Manjula Padmanabhan is a writer’s writer, a cult heroine for those who value the craft and beauty of literary endeavour. Her formidable and eclectic genius embraces theatre, illustrative art, journalism, and what has been described as ‘speculative fiction’ for children and adults. Wry, whimsical and unblinking, her writing has been labelled ‘dystopian’ and even ‘post-apocalyptic’. Nudging the reader out of habit and complacency, she is constantly testing the barriers of the possible and the probable.
Many years ago, I reviewed her collection of short stories, Cold Soup and Hot Death. Some of these resurface in the just released Three Virgins and Other Stories. I wrote then that “Padmanabhan’s world is determinedly surreal, and spans a range of situations from a would-be Sati to science fiction and metapsychosis. What strings this magical mystery tour together is the stern cerebration of Padmanabhan’s mind....” It was disconcerting to re-encounter the title story, the taut narrative even more unnerving with the dislocation of time.
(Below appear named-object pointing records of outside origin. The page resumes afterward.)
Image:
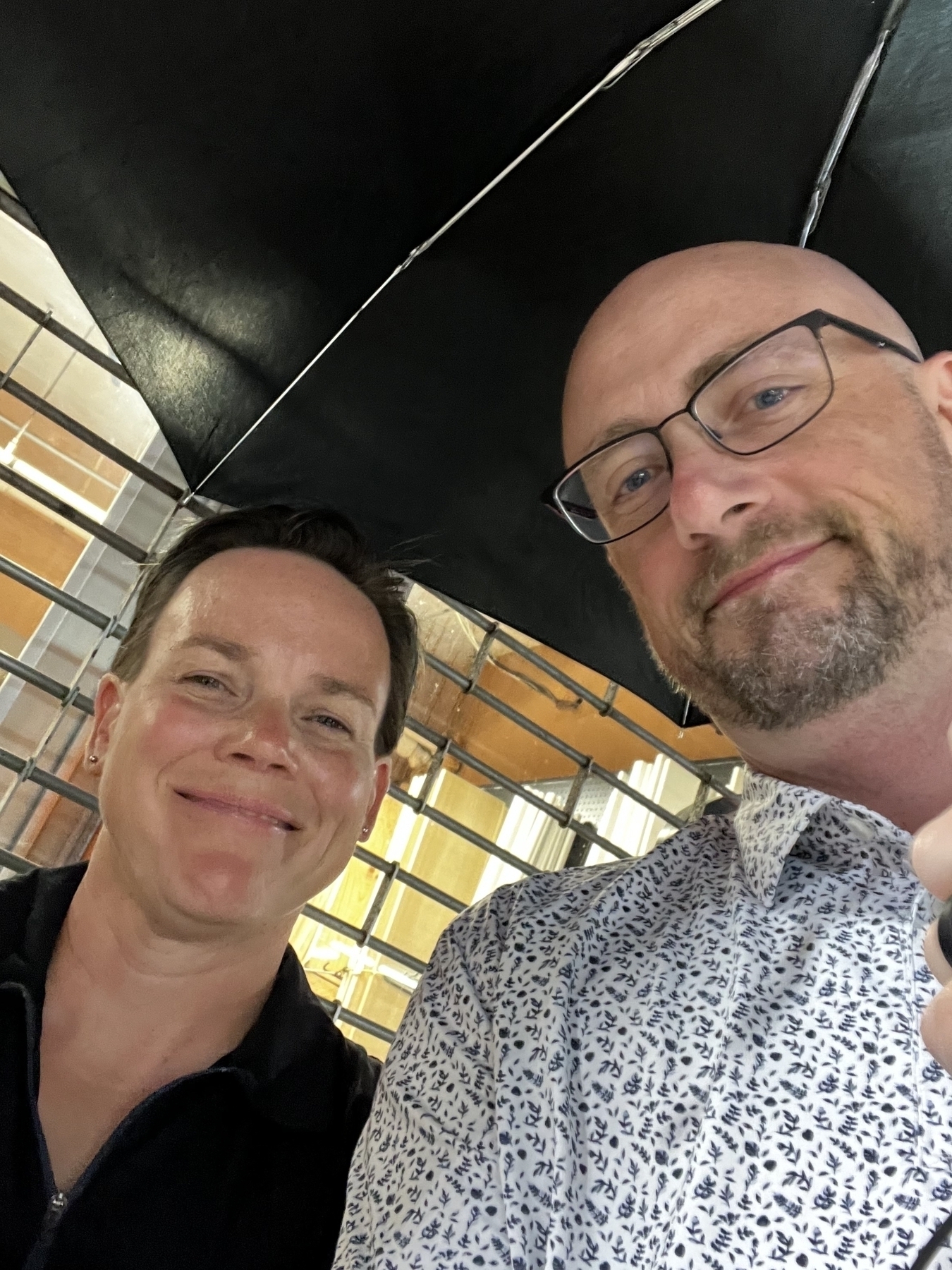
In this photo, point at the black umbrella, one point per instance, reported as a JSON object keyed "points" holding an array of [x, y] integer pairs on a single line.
{"points": [[228, 186]]}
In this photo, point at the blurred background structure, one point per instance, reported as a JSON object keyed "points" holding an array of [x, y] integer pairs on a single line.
{"points": [[514, 758]]}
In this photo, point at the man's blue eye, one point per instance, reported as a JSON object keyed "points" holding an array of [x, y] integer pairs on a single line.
{"points": [[769, 397]]}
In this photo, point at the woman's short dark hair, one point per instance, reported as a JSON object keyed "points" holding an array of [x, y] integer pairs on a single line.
{"points": [[322, 535]]}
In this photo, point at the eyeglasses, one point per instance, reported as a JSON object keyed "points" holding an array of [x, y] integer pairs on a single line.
{"points": [[764, 394]]}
It was also reassuring to register that Manjula Padmanabhan’s gift for strangeness, what she refers to in the introduction as her “somewhat freak-infested dimension”, continues to delight, entertain and educate.
On-the-surface straightforward stories like Khajuraho or Stains carry a procession of ideas and are masterly in their resolution. Feast, which looks at the sensory feast of India through the eyes of a jaded international vampire, could well be construed as a socio-economic parable. The Other Woman and Exile penetrate the timeless worlds of the immortals and rework myth to modern unreality. Both are situated in the Ramayana. Exile presents a cocky, gendered take on the theme of vanvas, evoking the past and future with equal unease. Full of laughter, but resonant with political nuance, Ravana’s queen Mandodari leaps to life out of the pages in The Other Woman.
The best things for the last. Three Virgins is an honest, moving story that leaves the reader aching with shared reminiscence. And the illustrations, those critters that look, as the author declares in her introduction, “like characters waiting for their stories to be told”. Indeed, there is no excellent beauty that hath not some strangeness in its proportion.